The data revealed a highly significant correlation between a participant's trait anxiety level and their reduction in depression-dejection following the forest walk. Out of the participants studied, those who registered as having high trait anxiety experienced a much more effective and pronounced reduction in feelings of depression and dejection after their 15-minute forest walk compared to individuals who had normal or low trait anxiety levels.

This finding is incredibly important for public health planning.

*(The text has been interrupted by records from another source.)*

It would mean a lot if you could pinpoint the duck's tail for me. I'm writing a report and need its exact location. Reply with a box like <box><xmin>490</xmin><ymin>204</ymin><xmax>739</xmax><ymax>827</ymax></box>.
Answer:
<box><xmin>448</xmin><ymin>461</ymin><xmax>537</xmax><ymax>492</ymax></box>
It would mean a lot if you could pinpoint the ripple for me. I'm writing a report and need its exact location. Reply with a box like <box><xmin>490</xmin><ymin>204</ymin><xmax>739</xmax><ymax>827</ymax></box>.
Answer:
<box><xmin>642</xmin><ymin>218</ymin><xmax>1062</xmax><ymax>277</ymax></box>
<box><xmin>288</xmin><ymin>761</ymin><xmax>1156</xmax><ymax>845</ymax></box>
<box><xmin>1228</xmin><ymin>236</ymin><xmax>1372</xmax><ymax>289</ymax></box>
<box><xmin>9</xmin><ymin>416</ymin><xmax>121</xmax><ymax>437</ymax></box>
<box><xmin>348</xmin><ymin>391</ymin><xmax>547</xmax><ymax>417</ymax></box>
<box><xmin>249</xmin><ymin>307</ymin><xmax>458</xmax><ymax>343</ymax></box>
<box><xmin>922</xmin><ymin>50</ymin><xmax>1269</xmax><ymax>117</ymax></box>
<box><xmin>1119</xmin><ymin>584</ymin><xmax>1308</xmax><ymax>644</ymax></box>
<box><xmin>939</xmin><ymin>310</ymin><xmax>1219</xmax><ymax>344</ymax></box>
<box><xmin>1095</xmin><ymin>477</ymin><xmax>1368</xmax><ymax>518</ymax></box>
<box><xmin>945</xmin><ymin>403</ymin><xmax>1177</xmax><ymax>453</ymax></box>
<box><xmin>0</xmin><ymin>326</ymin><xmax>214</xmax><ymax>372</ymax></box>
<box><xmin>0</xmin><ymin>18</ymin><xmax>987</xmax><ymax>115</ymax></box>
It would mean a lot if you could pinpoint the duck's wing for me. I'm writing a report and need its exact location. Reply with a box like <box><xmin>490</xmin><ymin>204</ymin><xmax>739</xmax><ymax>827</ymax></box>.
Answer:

With city dwellers experiencing significantly higher rates of anxiety and mood disorders, and a growing reliance on psychotropic medications, nature offers a highly accessible and cost-effective therapeutic intervention. For those who naturally struggle with high anxiety, a simple walk in the woods can serve as a potent, immediate mood stabiliser.

Step outside to step up

As urbanisation continues to expand and our daily routines increasingly tether us to indoor spaces and sedentary behaviours, we must find simple, proactive ways to protect our mental and cognitive health. The scientific evidence is clear: while hitting the gym or walking on an indoor track is absolutely beneficial for physical fitness, it completely misses out on the profound cognitive and psychological enhancements provided by the natural world.

A mere 15-minute walk outside in a green, natural space is enough to increase the brain's attention and working memory capacities, slash your reaction times, and dramatically clear away feelings of fatigue, depression, and anxiety. As we build the cities of tomorrow, urban planners and public health officials must prioritise accessible greenery. But on a personal level, the takeaway is simple. The next time you have a 15-minute break at work or are deciding where to do your daily cardio, skip the indoor treadmill. Instead, step outside, find a forest path or a local park, and let the healing power of nature elevate both your body and your mind.